Use Artifact Snapshots to Protect Your OCI Kubernetes Engine Clusters from Disaster

To ensure business continuity in the event of disasters, you'll want to implement a disaster recovery (DR) strategy for applications running on Kubernetes cluster that provides data protection and enables you to quickly switch to a standby system with minimal loss of data and productivity. Despite the tremendous change that Kubernetes adoption implies for IT system’s architecture, a Kubernetes system presents similar DR paradigms as a traditional application (Oracle Java SE, Oracle Java EE, and so on). You must maintain a consistent and an as up-to-date as possible copy of your primary system in a secondary location that can resume workloads should a disaster cause downtime in the primary region.
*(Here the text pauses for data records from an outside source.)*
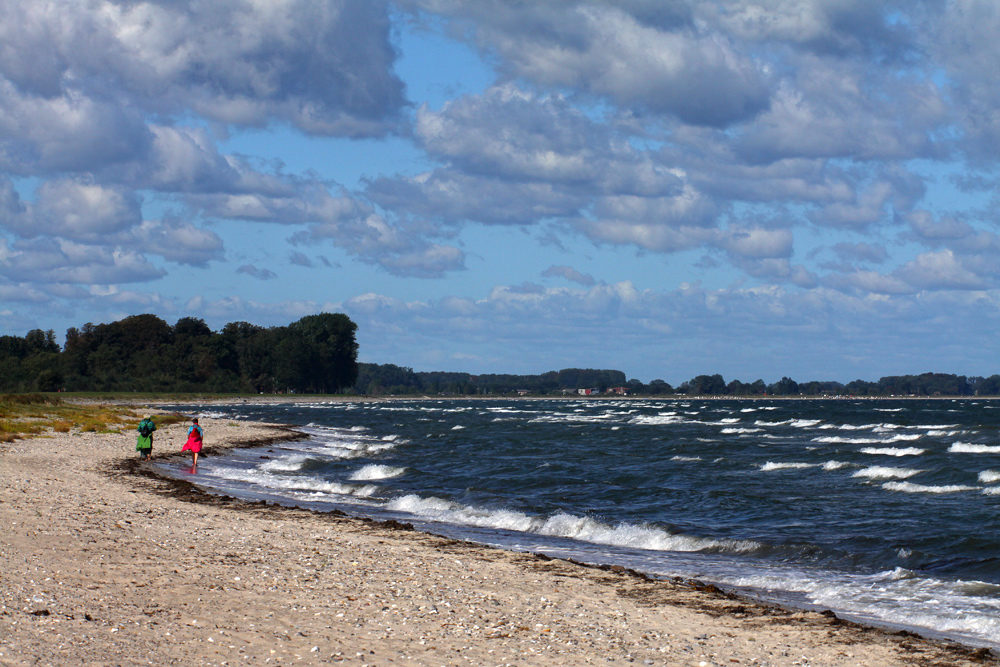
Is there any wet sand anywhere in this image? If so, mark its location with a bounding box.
[0,418,998,667]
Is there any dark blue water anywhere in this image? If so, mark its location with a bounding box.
[158,399,1000,645]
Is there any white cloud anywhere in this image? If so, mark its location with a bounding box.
[542,265,596,287]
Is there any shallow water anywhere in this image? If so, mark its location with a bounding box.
[158,399,1000,646]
Oracle Maximum Availability Architecture (Oracle MAA) provides recommendations and utilities that enable you to recover in disaster scenarios affecting a location and forcing the redirection of workloads to a replica site. The focus of this content is Kubernetes configuration replication for applications. Applications running on Kubernetes clusters depend on many different components to operate, including control plane nodes, worker nodes, load balancers, and storage. At the same time, the runtime data generated by applications running on Kubernetes presents the same challenges as traditional applications—during runtime applications may generate, read and update persist data. This solution playbook provides recommendations to replicate the configuration of an application running on Kubernetes. Runtime data’s disaster protection is out of the scope of this document and should be treated exactly in the same way as in traditional applications running on application servers, including the following:

Avoid polyglot persistence. Using different types of persistent stores for runtime data is an almost impossible to solve problem, per the Backup Availability Consistency (BAC) Theorem.
Use a single store for all the different data types, microservices and applications with dependencies, as much as possible.
See Oracle MAA best practices for Oracle Database for disaster protection for your runtime data.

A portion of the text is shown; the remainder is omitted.